Policy is the bridge between the podium and the people. I feel reassured that my PM feels free enough, addressing the people, to own up his emotions. But there is a caveat.

A PM's feelings are not private tears. The essence of Modi's anguish is not that he left his family. There is no political merit in this; for no one asked him to. It is, as far as I can make out, that his personal sacrifice is being hindered from benefiting the people. He was not, I would like to believe, crying over his voluntary celibacy or renunciation of domesticity. He was, presumably, weeping over a people.

Now it is up to the PM to prove that it was indeed so. There is nothing wrong about giving in to a fit of emotions in full public view. What degrades human tears into crocodile tears is not its bio-chemical quality. It is the reluctance to redeem one's tears, while one is in unrivalled authority at the very pinnacle of state power, through corroborative, supportive action.

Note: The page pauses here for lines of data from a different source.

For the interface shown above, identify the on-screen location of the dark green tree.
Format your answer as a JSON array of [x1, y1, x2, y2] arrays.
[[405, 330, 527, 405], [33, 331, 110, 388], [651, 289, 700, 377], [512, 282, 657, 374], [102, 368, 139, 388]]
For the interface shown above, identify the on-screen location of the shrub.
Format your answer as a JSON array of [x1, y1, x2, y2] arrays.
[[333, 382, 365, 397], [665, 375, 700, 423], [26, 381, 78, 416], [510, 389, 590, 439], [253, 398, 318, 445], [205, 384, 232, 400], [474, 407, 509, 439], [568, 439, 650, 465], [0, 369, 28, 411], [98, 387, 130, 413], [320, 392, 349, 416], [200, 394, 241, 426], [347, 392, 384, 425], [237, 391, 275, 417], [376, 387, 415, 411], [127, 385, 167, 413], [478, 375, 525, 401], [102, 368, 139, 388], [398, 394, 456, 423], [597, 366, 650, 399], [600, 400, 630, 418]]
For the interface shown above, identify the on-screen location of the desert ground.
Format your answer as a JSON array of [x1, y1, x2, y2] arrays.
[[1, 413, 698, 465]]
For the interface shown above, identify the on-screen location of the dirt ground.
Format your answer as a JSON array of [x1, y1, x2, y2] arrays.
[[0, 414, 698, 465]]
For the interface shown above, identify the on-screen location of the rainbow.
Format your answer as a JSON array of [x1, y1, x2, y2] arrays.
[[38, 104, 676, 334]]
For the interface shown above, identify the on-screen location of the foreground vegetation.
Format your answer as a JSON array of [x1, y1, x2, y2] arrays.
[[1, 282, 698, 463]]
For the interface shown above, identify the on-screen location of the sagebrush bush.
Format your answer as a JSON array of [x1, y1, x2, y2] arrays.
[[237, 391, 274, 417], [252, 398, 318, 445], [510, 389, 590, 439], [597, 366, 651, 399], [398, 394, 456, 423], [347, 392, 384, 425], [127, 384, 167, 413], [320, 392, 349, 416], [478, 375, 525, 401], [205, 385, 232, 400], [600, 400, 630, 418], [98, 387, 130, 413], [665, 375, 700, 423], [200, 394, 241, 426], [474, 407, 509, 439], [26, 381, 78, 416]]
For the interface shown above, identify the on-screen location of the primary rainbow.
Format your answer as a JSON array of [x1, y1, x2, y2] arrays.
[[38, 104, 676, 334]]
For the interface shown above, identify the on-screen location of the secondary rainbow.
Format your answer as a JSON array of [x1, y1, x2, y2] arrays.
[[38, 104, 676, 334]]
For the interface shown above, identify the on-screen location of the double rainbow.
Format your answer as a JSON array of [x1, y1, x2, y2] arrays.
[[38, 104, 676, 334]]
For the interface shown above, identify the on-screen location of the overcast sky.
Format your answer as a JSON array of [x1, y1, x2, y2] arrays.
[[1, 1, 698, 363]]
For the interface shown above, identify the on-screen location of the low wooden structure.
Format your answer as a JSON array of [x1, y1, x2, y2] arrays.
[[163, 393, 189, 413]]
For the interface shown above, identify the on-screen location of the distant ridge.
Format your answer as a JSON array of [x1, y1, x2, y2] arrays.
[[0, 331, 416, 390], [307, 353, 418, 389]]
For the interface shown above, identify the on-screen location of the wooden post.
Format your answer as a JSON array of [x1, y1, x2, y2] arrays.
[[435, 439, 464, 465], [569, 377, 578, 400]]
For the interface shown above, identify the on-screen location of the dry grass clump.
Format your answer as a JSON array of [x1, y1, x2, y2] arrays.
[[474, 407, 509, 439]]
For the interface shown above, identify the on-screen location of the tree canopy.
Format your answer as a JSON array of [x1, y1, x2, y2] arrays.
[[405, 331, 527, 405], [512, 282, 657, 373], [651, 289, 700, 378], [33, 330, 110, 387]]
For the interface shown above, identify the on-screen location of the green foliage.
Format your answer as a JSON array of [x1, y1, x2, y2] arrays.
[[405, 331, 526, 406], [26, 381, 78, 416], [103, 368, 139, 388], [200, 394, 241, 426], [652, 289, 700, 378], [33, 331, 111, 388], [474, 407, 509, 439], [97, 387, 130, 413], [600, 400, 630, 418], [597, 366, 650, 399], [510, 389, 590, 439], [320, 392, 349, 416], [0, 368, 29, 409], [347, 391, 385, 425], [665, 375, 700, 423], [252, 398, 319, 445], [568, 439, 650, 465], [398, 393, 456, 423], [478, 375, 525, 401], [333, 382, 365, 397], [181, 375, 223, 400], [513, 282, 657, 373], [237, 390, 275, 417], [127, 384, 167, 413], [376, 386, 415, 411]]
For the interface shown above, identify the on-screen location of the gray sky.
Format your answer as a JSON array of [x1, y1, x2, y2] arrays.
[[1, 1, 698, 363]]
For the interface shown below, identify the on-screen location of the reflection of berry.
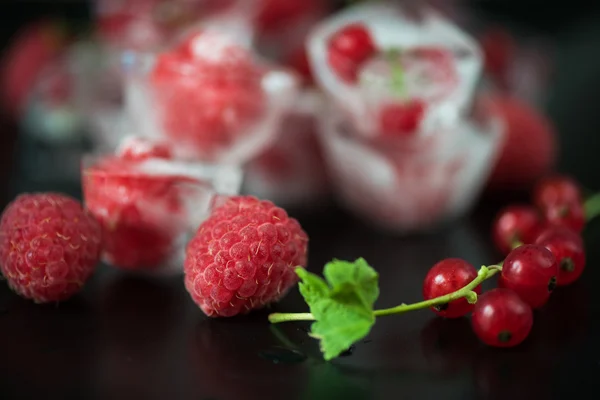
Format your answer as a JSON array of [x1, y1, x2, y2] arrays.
[[486, 95, 557, 190], [184, 196, 308, 317], [535, 226, 586, 286], [499, 244, 558, 309], [479, 28, 516, 89], [255, 0, 325, 33], [422, 258, 481, 318], [0, 193, 102, 303], [471, 288, 533, 347], [327, 23, 376, 83], [492, 205, 541, 254]]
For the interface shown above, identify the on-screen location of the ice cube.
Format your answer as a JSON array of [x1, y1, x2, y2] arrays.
[[82, 146, 243, 274], [306, 1, 482, 137], [318, 101, 503, 232], [243, 89, 330, 206], [124, 30, 300, 163]]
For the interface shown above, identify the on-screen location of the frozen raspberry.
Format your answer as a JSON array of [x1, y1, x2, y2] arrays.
[[148, 30, 267, 159], [184, 196, 309, 317], [327, 23, 376, 83], [0, 20, 67, 118], [0, 193, 102, 303], [116, 136, 174, 161], [82, 151, 201, 271], [379, 99, 426, 137]]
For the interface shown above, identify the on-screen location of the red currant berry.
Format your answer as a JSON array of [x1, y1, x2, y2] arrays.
[[535, 226, 586, 286], [542, 201, 585, 233], [327, 23, 376, 83], [500, 244, 558, 309], [380, 99, 426, 137], [533, 175, 582, 210], [471, 288, 533, 348], [492, 205, 541, 254], [422, 258, 481, 318]]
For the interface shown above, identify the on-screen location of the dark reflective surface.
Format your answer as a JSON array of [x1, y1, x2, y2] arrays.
[[1, 188, 599, 399]]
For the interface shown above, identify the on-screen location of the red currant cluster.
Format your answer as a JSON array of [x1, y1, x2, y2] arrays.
[[423, 174, 594, 348]]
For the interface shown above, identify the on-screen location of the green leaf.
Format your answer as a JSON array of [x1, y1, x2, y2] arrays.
[[323, 258, 379, 309], [295, 259, 380, 360], [386, 48, 405, 96]]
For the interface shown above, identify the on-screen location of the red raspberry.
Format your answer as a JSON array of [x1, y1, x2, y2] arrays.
[[0, 193, 102, 303], [184, 196, 309, 317], [379, 99, 426, 137], [149, 31, 267, 159], [116, 136, 174, 161], [82, 153, 201, 271], [327, 23, 376, 84]]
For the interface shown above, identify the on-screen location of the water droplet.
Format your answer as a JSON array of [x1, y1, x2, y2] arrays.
[[259, 346, 307, 364]]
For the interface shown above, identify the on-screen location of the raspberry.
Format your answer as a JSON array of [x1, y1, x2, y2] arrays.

That alchemy that can transform the PM's tears into liquid gold of statesmanship is his transparent, courageous effort, here on, to turn the present measure truly into a war against the termites and thieves of people's welfare and the economic health of the country.

We shall wait and see:

- If the Rs 90 lakh worth black money is indeed brought back from overseas and how soon

- With what effectiveness the lakhs of crores that are now classified as NPA are recovered from willful defaulters

- What measures are put in place to avoid the future generation of black money 

- Flushes out corruption from babudom and all corners of governance 

- To what extent the much touted economic magic of the present heroic, historic step is translated into people's welfare, with an accent on the poor who are invoked with tear-jerking emotional intensity.

Only time will tell if our PM's Goa tears were sacred or thespian.

We should wait, rather than see somebody's feelings through the coloured glasses of our own emotional deadness.